2N7000 / 2N7002
- Component type: MOSFET Transistor
- Working principle: N-channel
- Pin names: G = Gate, D = Drain, S = Source. The symbol doesn't always show the internal diode formed between the substrate and the source/drain/channel.

Electronic symbol

= 2N7000 =

Common transistor type

The 2N7000 is housed in a TO92 package, with lead 1 connected as the source, lead 2 as the gate, and lead 3 as the drain. The BS170 has the source and drain leads interchanged.

The 2N7002 variant is packaged in a TO-236 surface-mount package.

The 2N7000 is an N-channel, enhancement-mode MOSFET used for low-power switching applications.

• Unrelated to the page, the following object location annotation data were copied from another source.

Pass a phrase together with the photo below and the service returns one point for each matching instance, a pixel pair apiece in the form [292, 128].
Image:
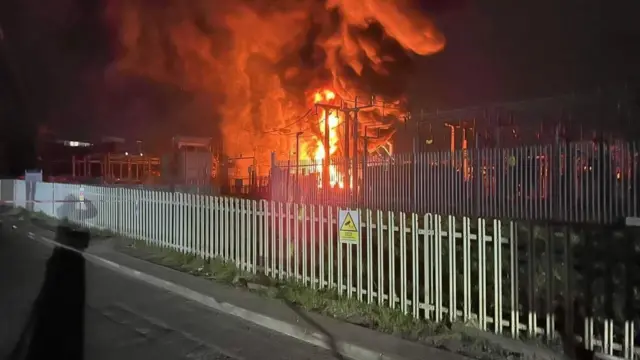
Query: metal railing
[504, 277]
[575, 182]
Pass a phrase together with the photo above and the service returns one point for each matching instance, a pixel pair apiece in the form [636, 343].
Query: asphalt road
[126, 319]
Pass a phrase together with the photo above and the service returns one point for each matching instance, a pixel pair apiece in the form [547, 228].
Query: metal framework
[126, 167]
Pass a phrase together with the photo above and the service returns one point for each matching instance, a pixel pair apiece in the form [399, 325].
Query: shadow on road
[55, 327]
[333, 346]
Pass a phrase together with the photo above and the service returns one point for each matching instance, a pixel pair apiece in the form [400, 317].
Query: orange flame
[241, 60]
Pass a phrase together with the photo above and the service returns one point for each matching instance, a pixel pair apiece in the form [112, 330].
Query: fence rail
[506, 277]
[575, 182]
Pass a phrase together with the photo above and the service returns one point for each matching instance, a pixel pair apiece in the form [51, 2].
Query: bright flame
[318, 155]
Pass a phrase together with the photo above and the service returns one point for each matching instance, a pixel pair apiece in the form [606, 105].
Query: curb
[348, 350]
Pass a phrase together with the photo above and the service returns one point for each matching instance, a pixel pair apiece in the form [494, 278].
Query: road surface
[127, 319]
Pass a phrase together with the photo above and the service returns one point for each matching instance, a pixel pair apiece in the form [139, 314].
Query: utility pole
[356, 109]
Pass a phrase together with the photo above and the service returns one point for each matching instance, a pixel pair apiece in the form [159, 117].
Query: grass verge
[444, 335]
[452, 337]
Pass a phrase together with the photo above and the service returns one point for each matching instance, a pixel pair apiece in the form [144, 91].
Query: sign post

The 2N7000 is a widely available and popular part, often recommended as useful and common components to have around for hobbyist use.

Packaged in a TO-92 enclosure, the 2N7000 is rated to withstand 60 volts and can switch 200 millamps.

==Applications==
The 2N7000 has been referred to as a "FETlington" and as an "absolutely ideal hacker part." The word "FETlington" is a reference to the Darlington-transistor-like saturation characteristic.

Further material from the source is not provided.